CNC Punching: Positive Stop a Positive AdvantageFebruary 27, 2023
A CNC punching machine delivers tons of force to shape sheet metal as desired. The force transfers to tooling, which smoothly and efficiently adapts that force to produce cuts, bends and numerous features and fine details. For controlled-depth operations such as coining and embossing, positive-stop features on tools provide the fine-tuning needed for quality, repeatable performance while saving stress on the machine.
To learn more about the importance, performance and maintenance of positive-stop tool features, MetalForming tapped the expertise of Susan Erler, product manager of the punching division at Wilson Tool International.
Reigning in Punch Force
“In practice, say in a hydraulic CNC punching machine, force builds as the ram descends with the control opening the hydraulic valve to supply needed force,” says Erler, explaining typical machine operation.
In some cases, little machine control is available to stop the ram exactly when needed, and when using staggered tooling inserts, the valve controlling ram force must open and close repeatedly.
“That’s hard on the machine,” Erler says. “Where you need a consistent form—are there any scenarios where you don’t need a consistent form?—you’re much better off having stop features built into the tool. No machines provide the precision that precision forms require.”
Of course, non-full-material-breakthrough applications such as forming electrical knockouts (EKOs) and other coining and embossing applications, for example, absolutely demand stopping capability built into the tooling, where material might require a raise of barely one material thickness.
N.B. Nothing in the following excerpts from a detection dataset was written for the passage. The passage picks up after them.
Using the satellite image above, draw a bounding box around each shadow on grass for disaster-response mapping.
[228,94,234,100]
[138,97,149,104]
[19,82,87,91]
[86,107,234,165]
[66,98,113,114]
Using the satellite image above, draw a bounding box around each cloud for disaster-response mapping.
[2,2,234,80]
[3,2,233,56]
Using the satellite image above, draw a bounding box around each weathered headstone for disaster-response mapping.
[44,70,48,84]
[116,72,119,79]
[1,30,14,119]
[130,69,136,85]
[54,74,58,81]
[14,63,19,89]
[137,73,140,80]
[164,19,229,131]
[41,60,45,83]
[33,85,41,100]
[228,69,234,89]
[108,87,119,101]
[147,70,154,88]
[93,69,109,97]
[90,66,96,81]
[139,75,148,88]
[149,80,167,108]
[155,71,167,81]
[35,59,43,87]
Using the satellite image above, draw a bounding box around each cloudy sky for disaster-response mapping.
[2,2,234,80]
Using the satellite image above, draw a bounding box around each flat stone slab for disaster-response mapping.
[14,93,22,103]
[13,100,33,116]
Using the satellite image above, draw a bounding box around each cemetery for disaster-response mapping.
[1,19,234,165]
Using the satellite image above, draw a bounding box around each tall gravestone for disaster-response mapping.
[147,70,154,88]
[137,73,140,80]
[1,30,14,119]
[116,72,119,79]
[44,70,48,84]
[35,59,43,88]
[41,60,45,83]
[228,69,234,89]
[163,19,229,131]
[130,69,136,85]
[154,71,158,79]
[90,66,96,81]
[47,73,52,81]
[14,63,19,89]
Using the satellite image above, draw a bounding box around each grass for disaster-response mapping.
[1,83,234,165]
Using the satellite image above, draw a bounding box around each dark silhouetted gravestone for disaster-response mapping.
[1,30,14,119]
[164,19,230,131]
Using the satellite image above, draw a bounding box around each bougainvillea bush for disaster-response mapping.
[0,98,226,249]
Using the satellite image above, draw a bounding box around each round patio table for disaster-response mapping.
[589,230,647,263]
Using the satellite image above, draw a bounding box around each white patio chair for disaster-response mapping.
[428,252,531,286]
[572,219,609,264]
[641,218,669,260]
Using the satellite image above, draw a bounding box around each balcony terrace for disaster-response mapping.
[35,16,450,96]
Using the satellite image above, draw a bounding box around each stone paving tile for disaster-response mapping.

A small gap between the body of the tool and the tool cap, equal to the required material offset of the feature, provides for positive stop.
Positive-stop features are built into a variety of tools.
“We put positive stops in stamped-logo tools, for example, where users require a specific depth,” Erler offers. “We put it in lancing forms, again to achieve a consistent height. Once the tool bottoms out, with a properly set height adjustment, forms are consistent regardless of the pressure supplied by the machine. Most punching machines have a ±0.005 to 0.010-in. tolerance on the stroke from hit to hit, but a 0.005-in. variation on form height often is unacceptable.”